On February 6, 2018, during a session entitled “Reviewing the Policies and Priorities of the Mine Safety and Health Administration,” Assistant Secretary of Labor for Mine Safety and Health David G. Zatezalo testified before the House Committee on Education and the Workforce’s Subcommittee on Workforce Protections.
The oversight hearing was held to review the work and direction of the Mine Safety and Health Administration (MSHA). The last time the subcommittee heard testimony from MSHA was more than two years ago. Chairman Bradley R. Byrne (R-AL), Ranking Member Mark A. Takano (D-CA), and other members of the subcommittee asked questions following opening remarks from Assistant Secretary Zatezalo.
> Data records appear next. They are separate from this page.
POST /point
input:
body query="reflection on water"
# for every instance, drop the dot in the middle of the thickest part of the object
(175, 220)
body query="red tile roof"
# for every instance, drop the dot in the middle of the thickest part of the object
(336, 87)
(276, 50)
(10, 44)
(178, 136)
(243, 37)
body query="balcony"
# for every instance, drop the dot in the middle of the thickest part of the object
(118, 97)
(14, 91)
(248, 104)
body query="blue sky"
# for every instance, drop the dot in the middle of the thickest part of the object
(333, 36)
Zatezalo began by praising the ideal of collaboration between the agency and the regulated community, and by encouraging the subcommittee to see safety as he does: as a nonpartisan issue. Mr. Zatezalo informed the subcommittee of his intention to visit all 15 district offices in order to examine and familiarize himself with the agency.
Zatezalo then provided the subcommittee with a review of MSHA statistics from 2017. He reported that in 2017 MSHA fulfilled its enforcement mandate by issuing 105,000 citation/orders in 42,219 inspections. He reported that the industry suffered 28 fatalities, the second-lowest number of fatalities ever recorded. It was only the third year in which fewer than 30 fatalities were recorded.
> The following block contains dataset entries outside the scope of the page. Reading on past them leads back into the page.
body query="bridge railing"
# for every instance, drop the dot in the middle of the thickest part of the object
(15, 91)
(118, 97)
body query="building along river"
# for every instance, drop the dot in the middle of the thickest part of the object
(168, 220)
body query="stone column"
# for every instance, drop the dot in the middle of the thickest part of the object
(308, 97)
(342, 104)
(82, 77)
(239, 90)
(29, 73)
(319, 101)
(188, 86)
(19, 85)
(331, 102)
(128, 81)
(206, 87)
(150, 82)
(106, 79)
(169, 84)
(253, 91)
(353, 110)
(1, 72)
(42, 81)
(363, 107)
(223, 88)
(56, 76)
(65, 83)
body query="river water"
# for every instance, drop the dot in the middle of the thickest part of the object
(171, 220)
Going forward, Zatezalo reported that the agency plans to focus on improving safety in the area of powered haulage. Forty-three percent of all mine fatalities in 2017 were associated with powered haulage. He also indicated that a key focus of the agency would be to ensure that MSHA inspectors and technical personnel are medically fit for duty. The agency completed 224 medical exams of personnel in response to questions on medical fitness. Zatezalo also emphasized his desire for offering increased compliance assistance to small mines, including providing inspectors to spend additional time with new miners, which he defined as those with less than one year of experience.
He further reported that in 2018 the agency will roll out technological advancements to make inspectors more efficient. Specifically, inspectors will be issued new “rugged tablets” so that they have real-time access to mine data, including mine-specific plans, mine statistics, and other information. He suggested that the tablets will enable inspectors to communicate findings more quickly.
Questions from the subcommittee members included concerns regarding enforcement inconsistency throughout districts, agency receptiveness to new technology, agency efforts to reduce black lung disease, and the status of pattern-of-violations (POV) rule enforcement.
Zatezalo was largely noncommittal on a number of these issues, as he is still learning the agency. Some points of particular interest from his responses included his insistence that the 2014 respirable dust standard would not be abandoned or revised. He declined to state whether he believes POV enforcement is adequate as currently stated in the law, but he did concede that he believed the rule had acted as a deterrent. When asked about crystalline silica rulemaking for MSHA to match the Occupational Safety and Health Administration’s (OSHA) exposure limit of 1.5 milligrams per cubic meter, Zatezalo stated that OSHA and MSHA regulate different communities and that what is suitable for one regulated community may not be suitable for another. Enforcement consistency can be achieved, Zatezalo said, through improved communication with both the National Mine Health and Safety Academy in Beckley, West Virginia, and between MSHA districts. He said that it was “important that there is one MSHA . . . not fifteen.”